The smallest stack that lets a Python agent run for days, survive crashes, and show you exactly what happened — on your machine.

Official showcase: github.com/kroq86/loom-run

loom-run chat  →  coordinator (LLM + tools)  →  loom-runner  →  --trace trace.html

Extended kroq86 stack (optional MCP): agents_architecture pattern, rule-based-verifier, mcp-docs-memory.

Not a full port of agents_architecture — a portable shell with local fallbacks when MCP is unset.
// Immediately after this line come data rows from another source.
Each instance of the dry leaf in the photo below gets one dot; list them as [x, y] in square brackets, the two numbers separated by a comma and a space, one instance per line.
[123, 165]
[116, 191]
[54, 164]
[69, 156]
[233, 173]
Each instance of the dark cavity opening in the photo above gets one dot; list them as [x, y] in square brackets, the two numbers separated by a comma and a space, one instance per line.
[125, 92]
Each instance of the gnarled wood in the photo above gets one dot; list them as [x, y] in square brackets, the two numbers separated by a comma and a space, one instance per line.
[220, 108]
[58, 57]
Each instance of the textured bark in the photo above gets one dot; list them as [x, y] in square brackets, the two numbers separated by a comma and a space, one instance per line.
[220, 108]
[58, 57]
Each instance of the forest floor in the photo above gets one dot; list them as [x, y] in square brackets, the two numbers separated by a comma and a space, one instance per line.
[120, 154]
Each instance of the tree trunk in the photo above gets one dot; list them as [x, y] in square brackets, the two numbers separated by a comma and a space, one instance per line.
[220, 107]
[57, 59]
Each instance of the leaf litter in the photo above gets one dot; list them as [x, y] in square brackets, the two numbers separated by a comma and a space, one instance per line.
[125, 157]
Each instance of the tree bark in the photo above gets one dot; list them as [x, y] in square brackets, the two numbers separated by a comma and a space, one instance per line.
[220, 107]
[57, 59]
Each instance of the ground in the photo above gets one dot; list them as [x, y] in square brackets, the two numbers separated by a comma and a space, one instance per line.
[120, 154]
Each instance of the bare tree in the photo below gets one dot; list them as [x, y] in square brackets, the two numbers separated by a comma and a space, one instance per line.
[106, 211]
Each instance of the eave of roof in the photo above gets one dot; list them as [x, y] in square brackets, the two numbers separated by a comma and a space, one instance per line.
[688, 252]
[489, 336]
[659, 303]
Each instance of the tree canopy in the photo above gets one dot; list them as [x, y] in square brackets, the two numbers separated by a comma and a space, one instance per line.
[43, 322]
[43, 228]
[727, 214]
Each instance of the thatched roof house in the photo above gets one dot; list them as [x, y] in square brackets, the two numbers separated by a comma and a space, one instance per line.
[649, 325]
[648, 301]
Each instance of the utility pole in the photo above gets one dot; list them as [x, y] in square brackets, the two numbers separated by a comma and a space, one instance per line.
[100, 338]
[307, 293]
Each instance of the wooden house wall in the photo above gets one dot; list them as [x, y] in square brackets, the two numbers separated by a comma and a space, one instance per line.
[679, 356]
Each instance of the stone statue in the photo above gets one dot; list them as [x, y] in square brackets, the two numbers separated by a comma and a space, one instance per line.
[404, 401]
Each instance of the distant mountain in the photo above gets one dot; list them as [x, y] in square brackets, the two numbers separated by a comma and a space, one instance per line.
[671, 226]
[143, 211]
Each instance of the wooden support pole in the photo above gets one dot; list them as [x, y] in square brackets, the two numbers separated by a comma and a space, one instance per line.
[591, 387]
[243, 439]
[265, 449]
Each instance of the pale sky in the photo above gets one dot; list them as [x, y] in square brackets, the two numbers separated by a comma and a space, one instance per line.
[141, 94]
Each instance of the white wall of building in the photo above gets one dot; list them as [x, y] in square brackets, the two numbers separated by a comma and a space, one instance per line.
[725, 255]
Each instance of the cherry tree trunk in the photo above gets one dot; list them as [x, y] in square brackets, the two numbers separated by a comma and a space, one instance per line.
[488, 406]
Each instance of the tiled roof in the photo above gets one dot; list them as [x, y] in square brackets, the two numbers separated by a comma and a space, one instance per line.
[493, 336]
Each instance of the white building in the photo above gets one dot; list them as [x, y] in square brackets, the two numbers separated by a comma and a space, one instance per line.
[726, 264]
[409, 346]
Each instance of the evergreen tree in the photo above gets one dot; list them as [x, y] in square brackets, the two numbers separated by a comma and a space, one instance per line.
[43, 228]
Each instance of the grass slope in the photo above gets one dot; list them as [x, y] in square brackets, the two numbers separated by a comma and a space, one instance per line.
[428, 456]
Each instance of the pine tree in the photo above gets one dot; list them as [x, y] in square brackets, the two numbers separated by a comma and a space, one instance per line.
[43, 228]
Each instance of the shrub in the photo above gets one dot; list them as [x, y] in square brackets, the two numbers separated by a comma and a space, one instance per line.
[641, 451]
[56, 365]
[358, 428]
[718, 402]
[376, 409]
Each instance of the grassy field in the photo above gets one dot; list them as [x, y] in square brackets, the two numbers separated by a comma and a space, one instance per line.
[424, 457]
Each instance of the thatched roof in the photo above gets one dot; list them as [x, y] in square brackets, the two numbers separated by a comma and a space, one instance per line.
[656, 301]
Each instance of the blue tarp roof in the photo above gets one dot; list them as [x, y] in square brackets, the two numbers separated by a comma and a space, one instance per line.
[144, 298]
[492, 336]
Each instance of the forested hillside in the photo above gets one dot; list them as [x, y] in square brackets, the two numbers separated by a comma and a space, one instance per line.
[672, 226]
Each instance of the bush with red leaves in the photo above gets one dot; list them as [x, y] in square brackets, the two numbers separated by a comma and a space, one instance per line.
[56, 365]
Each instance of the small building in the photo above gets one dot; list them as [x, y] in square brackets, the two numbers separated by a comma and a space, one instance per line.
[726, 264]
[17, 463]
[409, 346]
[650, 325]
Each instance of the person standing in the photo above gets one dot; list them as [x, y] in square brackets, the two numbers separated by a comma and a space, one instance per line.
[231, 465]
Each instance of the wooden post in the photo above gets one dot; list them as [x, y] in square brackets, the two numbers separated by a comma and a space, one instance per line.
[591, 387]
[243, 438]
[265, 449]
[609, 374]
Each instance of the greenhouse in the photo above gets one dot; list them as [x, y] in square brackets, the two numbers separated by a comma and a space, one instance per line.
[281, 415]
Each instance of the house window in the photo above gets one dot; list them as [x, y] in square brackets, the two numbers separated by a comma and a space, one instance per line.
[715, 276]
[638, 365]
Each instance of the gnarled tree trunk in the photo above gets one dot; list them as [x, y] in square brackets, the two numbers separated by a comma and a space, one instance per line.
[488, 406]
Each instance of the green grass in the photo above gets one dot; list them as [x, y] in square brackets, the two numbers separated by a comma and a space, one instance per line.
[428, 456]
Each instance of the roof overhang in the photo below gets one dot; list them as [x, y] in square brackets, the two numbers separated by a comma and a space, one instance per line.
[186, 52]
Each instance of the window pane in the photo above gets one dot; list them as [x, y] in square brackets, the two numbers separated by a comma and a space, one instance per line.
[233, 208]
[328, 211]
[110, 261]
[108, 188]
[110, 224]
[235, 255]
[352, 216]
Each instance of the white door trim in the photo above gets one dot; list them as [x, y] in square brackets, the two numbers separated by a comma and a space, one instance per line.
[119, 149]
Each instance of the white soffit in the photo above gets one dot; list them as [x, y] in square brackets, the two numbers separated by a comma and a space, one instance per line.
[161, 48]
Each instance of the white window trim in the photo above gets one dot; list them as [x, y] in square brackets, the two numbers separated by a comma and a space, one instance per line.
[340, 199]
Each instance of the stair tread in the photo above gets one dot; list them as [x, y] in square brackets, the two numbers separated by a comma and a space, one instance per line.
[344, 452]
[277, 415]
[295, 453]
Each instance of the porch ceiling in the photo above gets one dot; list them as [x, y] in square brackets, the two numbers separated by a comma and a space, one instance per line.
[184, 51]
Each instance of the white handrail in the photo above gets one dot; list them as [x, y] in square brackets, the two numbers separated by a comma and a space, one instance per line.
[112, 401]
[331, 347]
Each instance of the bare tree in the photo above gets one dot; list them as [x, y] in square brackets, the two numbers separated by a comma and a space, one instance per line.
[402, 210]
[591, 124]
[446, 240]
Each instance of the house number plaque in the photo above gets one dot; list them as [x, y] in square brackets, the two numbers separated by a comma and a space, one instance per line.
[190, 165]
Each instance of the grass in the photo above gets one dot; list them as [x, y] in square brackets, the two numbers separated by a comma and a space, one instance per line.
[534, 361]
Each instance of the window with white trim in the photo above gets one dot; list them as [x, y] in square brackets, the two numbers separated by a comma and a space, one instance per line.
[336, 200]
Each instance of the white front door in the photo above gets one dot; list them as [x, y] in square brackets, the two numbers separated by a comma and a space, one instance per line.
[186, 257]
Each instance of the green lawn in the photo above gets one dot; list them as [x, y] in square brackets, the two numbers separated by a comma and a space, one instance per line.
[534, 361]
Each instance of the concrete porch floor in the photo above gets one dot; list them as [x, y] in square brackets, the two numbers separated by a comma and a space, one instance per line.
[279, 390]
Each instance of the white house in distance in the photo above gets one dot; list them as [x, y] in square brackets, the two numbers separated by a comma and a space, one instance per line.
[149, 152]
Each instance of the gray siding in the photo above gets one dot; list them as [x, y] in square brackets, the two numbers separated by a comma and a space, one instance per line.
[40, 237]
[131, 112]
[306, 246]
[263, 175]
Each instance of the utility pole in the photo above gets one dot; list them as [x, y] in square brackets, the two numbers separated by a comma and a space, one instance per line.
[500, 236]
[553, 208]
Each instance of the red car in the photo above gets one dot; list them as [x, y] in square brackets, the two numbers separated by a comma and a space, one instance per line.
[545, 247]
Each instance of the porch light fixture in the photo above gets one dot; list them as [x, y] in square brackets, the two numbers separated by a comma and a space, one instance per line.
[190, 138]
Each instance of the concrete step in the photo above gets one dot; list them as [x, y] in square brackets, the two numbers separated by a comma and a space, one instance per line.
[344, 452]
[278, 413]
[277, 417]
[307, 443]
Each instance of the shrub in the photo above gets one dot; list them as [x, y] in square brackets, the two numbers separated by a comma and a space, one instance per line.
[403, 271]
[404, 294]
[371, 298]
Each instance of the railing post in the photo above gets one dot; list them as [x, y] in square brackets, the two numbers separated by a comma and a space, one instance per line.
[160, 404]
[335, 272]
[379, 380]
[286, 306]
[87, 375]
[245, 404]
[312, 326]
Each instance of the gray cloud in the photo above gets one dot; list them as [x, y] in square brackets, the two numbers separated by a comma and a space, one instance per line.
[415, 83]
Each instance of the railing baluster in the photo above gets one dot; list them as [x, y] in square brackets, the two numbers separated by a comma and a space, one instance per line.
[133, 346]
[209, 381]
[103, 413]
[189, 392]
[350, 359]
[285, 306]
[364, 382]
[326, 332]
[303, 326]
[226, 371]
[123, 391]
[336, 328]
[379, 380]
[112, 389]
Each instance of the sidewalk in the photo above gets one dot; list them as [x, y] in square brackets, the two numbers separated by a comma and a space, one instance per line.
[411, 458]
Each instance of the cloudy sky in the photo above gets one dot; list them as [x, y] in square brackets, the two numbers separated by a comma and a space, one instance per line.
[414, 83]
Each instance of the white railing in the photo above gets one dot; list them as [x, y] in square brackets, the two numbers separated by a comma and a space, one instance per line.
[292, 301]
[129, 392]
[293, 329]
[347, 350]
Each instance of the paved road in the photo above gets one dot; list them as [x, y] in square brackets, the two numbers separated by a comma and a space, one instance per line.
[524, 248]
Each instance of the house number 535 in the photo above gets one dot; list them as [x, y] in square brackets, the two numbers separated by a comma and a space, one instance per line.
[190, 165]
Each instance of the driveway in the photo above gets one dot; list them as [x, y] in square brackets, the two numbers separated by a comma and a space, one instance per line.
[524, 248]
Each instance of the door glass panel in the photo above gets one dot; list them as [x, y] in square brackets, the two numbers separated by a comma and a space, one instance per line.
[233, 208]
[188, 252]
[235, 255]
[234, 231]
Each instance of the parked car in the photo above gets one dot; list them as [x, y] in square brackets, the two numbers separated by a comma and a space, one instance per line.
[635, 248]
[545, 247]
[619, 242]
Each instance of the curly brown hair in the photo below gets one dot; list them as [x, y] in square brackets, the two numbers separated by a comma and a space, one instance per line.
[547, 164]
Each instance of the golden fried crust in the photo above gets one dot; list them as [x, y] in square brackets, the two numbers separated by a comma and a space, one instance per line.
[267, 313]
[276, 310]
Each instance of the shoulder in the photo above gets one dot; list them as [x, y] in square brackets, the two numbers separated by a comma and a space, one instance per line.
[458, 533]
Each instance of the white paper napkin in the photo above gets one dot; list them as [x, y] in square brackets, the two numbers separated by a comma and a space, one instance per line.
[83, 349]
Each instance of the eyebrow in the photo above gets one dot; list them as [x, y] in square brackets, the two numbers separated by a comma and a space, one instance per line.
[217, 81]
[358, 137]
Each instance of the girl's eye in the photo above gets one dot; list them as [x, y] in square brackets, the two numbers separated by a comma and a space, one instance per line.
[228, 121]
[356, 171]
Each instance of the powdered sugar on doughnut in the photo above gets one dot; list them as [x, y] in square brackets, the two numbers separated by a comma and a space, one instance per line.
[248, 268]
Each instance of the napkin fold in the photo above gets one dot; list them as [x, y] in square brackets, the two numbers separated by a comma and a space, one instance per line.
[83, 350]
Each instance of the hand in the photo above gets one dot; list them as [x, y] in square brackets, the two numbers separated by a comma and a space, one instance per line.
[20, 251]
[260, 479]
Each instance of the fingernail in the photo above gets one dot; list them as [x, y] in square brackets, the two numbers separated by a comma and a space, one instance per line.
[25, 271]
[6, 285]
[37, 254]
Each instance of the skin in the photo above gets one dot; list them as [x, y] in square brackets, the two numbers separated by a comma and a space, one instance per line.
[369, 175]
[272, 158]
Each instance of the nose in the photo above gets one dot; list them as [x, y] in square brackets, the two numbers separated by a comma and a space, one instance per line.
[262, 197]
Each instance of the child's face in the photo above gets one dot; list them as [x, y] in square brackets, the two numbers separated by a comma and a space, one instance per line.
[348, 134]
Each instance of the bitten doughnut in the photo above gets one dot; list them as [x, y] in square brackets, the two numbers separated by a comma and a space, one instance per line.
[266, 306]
Not a full agent framework

LangGraph / Temporal / …Loom stack
ScopeOrchestration, graphs, infraFocused primitives you compose
PhilosophyPlatformLibraries
TracingOften hostedLocal HTML (flow-xray)
ClaimOften broadRuntime shape + durability + inspect

Quick start

# 1. Stack-safe loop shape
pip install loom-tailcalls

# 2. Durable run + inspect
pip install loom-runner

# 3. Optional local trace
pip install flow-xray

# Example (loom-runner)
loom-runner run examples/counter_agent.py --run-id demo --db runs.sqlite --max-steps 5
loom-runner resume examples/counter_agent.py --run-id demo --db runs.sqlite
loom-runner explain examples/counter_agent.py --run-id demo --db runs.sqlite
loom-runner run examples/counter_agent.py --run-id demo --trace trace.html

# Dev showcase (loom-run)
loom-run chat "hello" --run-id demo --db runs.sqlite --mock-llm
loom-run supervise "hello" --run-id team --db runs.sqlite --mock-llm

# Ops product (loom-ops)
loom-ops supervise "incident: API latency" --run-id inc-001 --db ops.sqlite --mock-llm

Integration lab in demo-loom-flow combines tailcalls + flow-xray (+ optional Ollama). Dev demo: loom-run. Ops runbooks: loom-ops.

AGI and marketing

There is no direct AGI claim. Autonomous systems are modeled as long state machines: think → act → observe → checkpoint → resume. Loom stack covers shape, durability, and local observability for that pattern — building blocks for agent runtimes, not a path to superintelligence.